Appellee testified that he was aware the building was boarded up, that it was not done by him or at his request, and on cross-examination stated he did not know whether appellant or the lessee, West America Foods, had boarded it up. According to him 13 items were installed in the building when he built it and when he viewed the premises in November of 1971, only three of the 13 items were still there (a sink, floor safe and a walk-in refrigerator). He noticed that the building was boarded up immediately after the lessee moved out in the middle of 1970. He admitted that the three-compartment sink referred to in Mr. Bonbrake’s answer to an interrogatory was on the premises after appellant’s agents had been there.

*94There was no showing that appellee’s equipment was still on the premises at the time the January 24, 1971 agreement was executed or at the time the lessee vacated the premises in 1970. The only proof presented by appellee as to the existence of his fixtures and equipment was, in essence, that they were on the premises when the building was leased to West America Foods in January, 1969. According to Mr. Kahl, the January 24, 1971 agreement was the result of negotiations between appellant and him commencing after the lessee vacated the premises.

Appellee, who was claiming appellant had converted his property, had the burden of proving such conversion. Stewart v. Lee-Stewart, Inc., 5 Ariz.App. 216, 425 P.2d 118 (1967). Circumstantial evidence may suffice to support a claim of conversion, Lym v. Thompson, 112 Utah 24, 184 P.2d 667 (1947). However, mere suspicion or conjecture cannot substitute for the evidence required to sustain one’s burden of proof. In re Estate of Harber, 102 Ariz. 285, 428 P.2d 662 (1967); Hartford Fire Ins. Co. v. Electrical Dist.
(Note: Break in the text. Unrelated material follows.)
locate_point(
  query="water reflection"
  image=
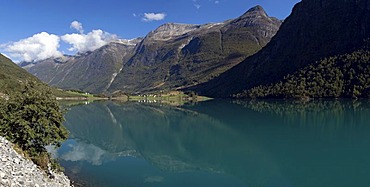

No. 4, 9 Ariz.App. 374, 452 P.2d 539 (1969).

Appellee proved only that certain items of equipment had been installed by him in the building more than two years before he found them missing. He presented no evidence from which one could logically infer that the equipment was still on the premises when appellant’s agents removed the property they were authorized to remove under the January, 1971 agreement. Under these circumstances, there being no evidence to the contrary, there is a presumption that they did not act wrongfully. 18 Am.Jur.2d Conversion § 158.

In order to establish conversion, the claimant must show that the alleged converter had possession of the property or exercised dominion over it. Huie v. Besser, 336 Mass. 463, 146 N.E.2d 375 (1957). The evidence was insufficient to prove conversion since it failed to afford a reasonable inference that appellant was guilty or to connect appellant with the taking of appellee’s property. 89 C.J.S. Trover and Conversion § 134. The major flaw in appellee’s case was that he failed to show that at the time appellant’s agents entered the premises his fixtures and equipment were there.

Since the requisite burden of proof was not met, the trial judge, sitting as the trier of fact, should have granted appellant’s motion for judgment in its favor. The judgment is therefore reversed with directions to enter judgment for appellant on appellee’s complaint together with attorney’s fees in a reasonable amount.

HATHAWAY and JACOBSON, JJ., concur. Judge LAWRENCE HOWARD having requested that he be relieved from consideration of this matter, Judge EINO M. JACOBSON was called to sit in his stead and participate in the determination of this decision.

. The judgment also awarded attorney’s fees to appellee, but no qustion with respect thereto is raised on appeal.